Why bother with immutable infrastructure?

all of these arguments fall under the heading of “the immutable server principle”. My experience with this issue come from my bad-old days with Puppet at Yelp, which I liked a lot at the time and continue to like (in a rosy-eyed way) today. I was also the person at Netflix who was assigned to fix our databases with regards to software upgrades and config changes.

security

it’s better to have a single unit (an immutable base image) that can be identified by a SHA as 100% identical to all of its siblings, rather than numerous servers that all potentially have separate configurations. There’s no chance of a single instance being different because it missed a Puppet/Salt/Ansible/SSM apply, or because the Puppet apply did something different due to the instance’s age, etc. In other words, you get to avoid building many forms of monitoring which would otherwise be needed. Immutability also means one fewer C&C control plane that you need to reason about, and if you pair immutability with reproducible builds you have a powerful tool for ensuring your servers are behaving in exactly the way your code intends for them to behave.

complexity

with immutable servers, you manage exactly one transition (OutOfService->InService). With mutable servers, you manage numerous transitions, and there is no guarantee that (in fact it is very rare for) your servers all stay identical. By way of illustration, some upgrades involve apt, others pip, others npm, and your configuration tool needs to understand how to interact with all of the above. To give an example, one time my team tried to perform an upgrade of libc which led to version skew: some processes had loaded the old version, and then later attempted to load a file from the old version, only to find that it was gone (because libc had been upgraded).

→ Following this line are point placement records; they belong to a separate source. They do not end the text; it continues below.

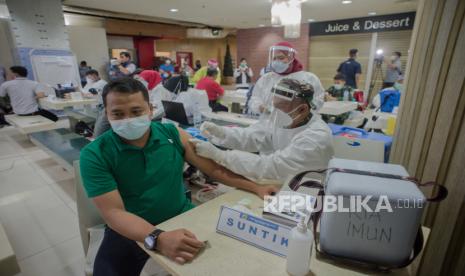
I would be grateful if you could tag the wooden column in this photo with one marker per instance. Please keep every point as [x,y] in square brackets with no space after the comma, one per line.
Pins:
[430,135]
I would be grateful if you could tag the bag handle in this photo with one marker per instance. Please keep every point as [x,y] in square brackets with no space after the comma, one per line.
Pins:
[362,131]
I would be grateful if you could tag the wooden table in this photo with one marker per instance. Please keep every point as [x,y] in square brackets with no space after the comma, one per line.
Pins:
[335,108]
[227,256]
[59,104]
[228,117]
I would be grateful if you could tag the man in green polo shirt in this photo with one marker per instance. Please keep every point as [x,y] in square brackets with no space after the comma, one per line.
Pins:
[133,172]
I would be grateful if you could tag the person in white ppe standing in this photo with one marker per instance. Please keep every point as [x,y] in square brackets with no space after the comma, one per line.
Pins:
[292,139]
[283,64]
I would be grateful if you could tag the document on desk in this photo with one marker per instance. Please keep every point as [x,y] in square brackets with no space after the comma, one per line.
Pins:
[256,231]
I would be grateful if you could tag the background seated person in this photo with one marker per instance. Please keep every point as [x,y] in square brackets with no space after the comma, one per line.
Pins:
[24,94]
[213,89]
[339,91]
[122,67]
[202,72]
[387,99]
[94,88]
[134,174]
[94,85]
[166,69]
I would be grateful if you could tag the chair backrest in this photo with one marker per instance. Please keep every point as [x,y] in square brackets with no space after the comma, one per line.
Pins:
[358,149]
[88,213]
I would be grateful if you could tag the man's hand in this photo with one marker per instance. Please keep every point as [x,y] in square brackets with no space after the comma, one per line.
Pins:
[179,245]
[210,130]
[208,150]
[264,190]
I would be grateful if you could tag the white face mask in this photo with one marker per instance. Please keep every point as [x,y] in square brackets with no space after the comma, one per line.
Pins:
[279,66]
[131,128]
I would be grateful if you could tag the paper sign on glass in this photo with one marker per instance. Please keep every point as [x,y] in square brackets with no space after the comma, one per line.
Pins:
[256,231]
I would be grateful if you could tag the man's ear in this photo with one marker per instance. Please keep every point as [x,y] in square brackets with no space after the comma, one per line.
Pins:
[151,110]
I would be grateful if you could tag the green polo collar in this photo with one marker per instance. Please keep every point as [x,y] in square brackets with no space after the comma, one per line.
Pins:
[121,145]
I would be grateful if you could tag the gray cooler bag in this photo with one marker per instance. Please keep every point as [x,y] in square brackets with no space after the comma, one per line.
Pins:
[383,239]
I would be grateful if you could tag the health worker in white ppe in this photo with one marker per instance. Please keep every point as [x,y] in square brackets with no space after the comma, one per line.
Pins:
[283,64]
[292,139]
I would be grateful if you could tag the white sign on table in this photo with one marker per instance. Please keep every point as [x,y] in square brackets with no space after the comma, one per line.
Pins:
[256,231]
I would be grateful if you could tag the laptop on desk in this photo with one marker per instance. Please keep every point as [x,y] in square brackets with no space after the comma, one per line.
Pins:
[175,111]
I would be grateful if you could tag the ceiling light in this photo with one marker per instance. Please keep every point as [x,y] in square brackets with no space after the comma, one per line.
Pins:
[287,13]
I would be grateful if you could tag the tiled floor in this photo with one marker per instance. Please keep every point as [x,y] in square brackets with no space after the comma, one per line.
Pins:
[38,209]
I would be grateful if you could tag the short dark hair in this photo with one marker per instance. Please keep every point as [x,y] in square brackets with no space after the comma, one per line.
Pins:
[339,76]
[19,70]
[211,72]
[125,86]
[126,54]
[92,72]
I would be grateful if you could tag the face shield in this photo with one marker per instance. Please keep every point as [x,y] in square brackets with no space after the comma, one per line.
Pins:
[280,58]
[288,97]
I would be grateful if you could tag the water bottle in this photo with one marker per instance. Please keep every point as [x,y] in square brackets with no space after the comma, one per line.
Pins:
[346,95]
[197,116]
[299,250]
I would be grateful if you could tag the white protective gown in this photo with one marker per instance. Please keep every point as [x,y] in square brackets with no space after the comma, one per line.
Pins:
[157,94]
[283,154]
[262,90]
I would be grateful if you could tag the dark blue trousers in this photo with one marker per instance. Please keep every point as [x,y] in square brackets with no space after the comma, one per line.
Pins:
[119,256]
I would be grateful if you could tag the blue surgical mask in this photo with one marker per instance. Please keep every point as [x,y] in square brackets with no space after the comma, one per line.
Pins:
[279,66]
[131,128]
[338,86]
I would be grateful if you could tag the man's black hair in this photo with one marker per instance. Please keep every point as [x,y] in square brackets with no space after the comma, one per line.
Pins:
[353,52]
[126,54]
[92,72]
[19,70]
[212,72]
[125,86]
[339,76]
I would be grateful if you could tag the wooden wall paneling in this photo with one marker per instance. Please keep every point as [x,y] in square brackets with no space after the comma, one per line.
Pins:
[413,99]
[439,122]
[408,99]
[448,212]
[428,91]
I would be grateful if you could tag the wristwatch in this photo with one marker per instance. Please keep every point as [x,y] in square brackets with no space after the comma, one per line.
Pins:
[150,242]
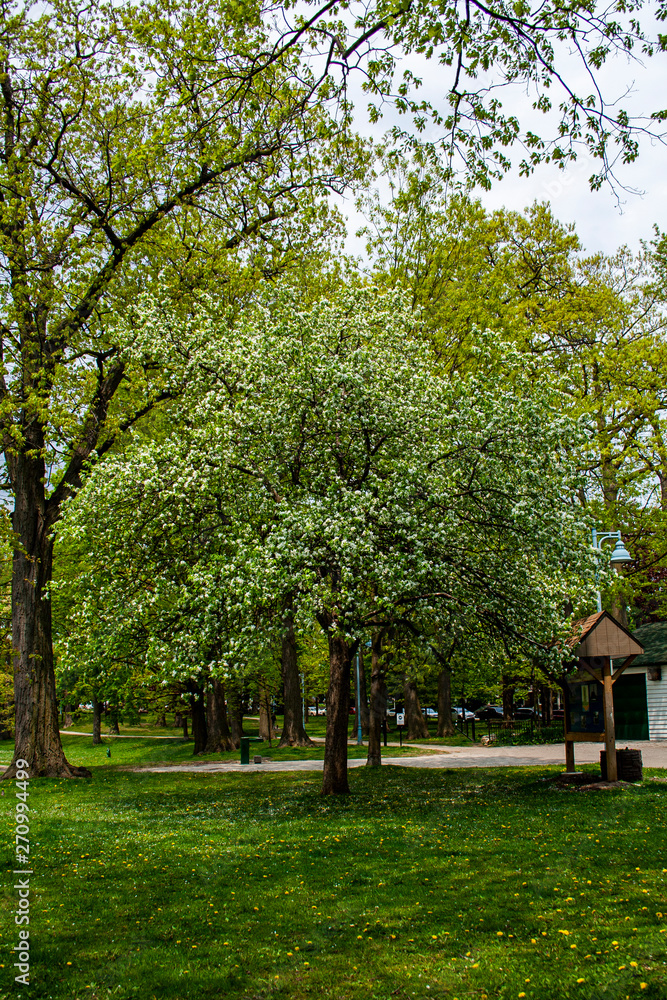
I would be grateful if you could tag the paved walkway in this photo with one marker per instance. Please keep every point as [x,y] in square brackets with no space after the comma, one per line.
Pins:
[654,754]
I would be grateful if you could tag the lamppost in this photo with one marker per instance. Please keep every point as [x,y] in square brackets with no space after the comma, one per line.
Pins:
[359,735]
[619,556]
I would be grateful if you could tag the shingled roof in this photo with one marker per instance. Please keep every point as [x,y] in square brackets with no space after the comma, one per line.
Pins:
[601,635]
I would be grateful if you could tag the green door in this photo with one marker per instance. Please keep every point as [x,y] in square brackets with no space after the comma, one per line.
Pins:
[630,710]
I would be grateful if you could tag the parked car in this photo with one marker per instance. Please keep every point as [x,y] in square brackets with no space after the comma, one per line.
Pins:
[457,714]
[489,712]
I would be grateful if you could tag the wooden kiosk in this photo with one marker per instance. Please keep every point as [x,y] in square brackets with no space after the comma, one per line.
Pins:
[596,642]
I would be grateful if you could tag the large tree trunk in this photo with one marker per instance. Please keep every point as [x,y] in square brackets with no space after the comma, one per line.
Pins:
[361,699]
[378,713]
[293,734]
[334,780]
[235,705]
[266,730]
[37,735]
[417,728]
[218,736]
[114,728]
[97,722]
[508,698]
[445,725]
[198,706]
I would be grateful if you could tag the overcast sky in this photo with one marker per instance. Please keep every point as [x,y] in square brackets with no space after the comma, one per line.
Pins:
[605,220]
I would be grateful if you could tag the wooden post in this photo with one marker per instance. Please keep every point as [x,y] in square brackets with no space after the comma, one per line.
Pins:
[609,728]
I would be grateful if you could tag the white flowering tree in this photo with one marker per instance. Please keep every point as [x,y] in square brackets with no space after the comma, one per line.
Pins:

Other times you’ll upgrade something (like MySQL) which you most certainly cannot restart all-at-once, and so you have to build a pipeline to perform (and monitor) an orchestrated rollout of all your servers. A lot of my work at Yelp focused on ensuring that old servers and newly created servers were actually running the same configuration, and especially that no old server had “zombie” config.

reliability

when you configure your servers before they go into service, you get the opportunity to test their fully-assembled functionality when they’re still out of service. Because it’s just a single SHA that changes, your monitoring can cleanly associate any transitions in semantics or performance with the rollout of a given SHA. Your servers never change, so you can sleep (somewhat) soundly knowing that there are no circumstances where a server suddenly stops functioning the way it was originally configured and tested. Of course this doesn’t solve all problems (e.g. time bombs, resource exhaustion), but in general you get far more guarantees that you see all of the effects of your change at a single moment (the deploy), rather than days or weeks into the future. Deploys of immutable servers also don’t (in the general case) remove capacity from your clusters, so there’s no period of reduced performance.

completeness/labor

some upgrades (e.g. kernel, many kernel modules) can’t be performed at all without a reboot (no, ksplice and kpatch don’t solve this problem). If your upgrade strategy revolves around in-place patching, your skills for dealing with the harder upgrades will atrophy. With mutable servers, you have to maintain two separate systems:

manage (assemble, version, monitor, upgrade) the server that gets deployed originally
manage the server once it’s running

It’s better to maintain one system well with (less than) half the resources, rather than two systems poorly.